Operators of military installations may classify such installations as more than a single facility based on
distinct and independent functional groupings within contiguous military properties.
An onshore natural gas transmission pipeline facility for the purpose of reporting under the Methane
Challenge is the total U.S. mileage of natural gas transmission pipelines owned or operated by an
onshore natural gas transmission pipeline owner or operator. If an owner or operator has multiple
pipelines in the United States, the facility is considered the aggregate of those pipelines, even if they are
not interconnected.
Natural Gas Distribution
For purposes of the Methane Challenge Program, natural gas distribution means the distribution
pipelines and metering and regulating equipment at metering-regulating stations that are operated by a
Local Distribution Company (LDC) within a single state that is regulated as a separate operating company
by a public utility commission or that is operated as an independent municipally-owned distribution
system.
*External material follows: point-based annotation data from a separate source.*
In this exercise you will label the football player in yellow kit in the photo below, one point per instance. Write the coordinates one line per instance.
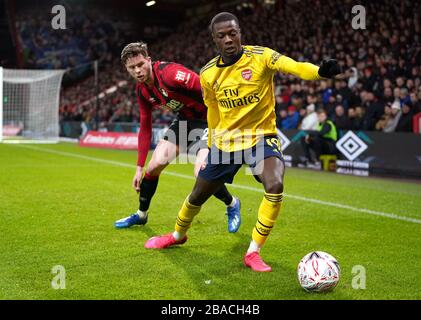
(238, 91)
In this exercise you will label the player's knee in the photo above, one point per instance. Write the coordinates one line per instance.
(195, 198)
(275, 186)
(155, 168)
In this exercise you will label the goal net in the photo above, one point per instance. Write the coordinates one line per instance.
(29, 105)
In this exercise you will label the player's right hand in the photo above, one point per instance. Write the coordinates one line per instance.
(137, 179)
This segment excludes customer meters and regulators, infrastructure, and pipelines (both
interstate and intrastate) delivering natural gas directly to major industrial users and farm taps
upstream of the local distribution company inlet.
A natural gas distribution facility for the purposes of reporting under the Methane Challenge is the
collection of all distribution pipelines and metering-regulating stations that are operated by an LDC
within a single state that is regulated as a separate operating company by a public utility commission or
that are operated as an independent municipally-owned distribution system.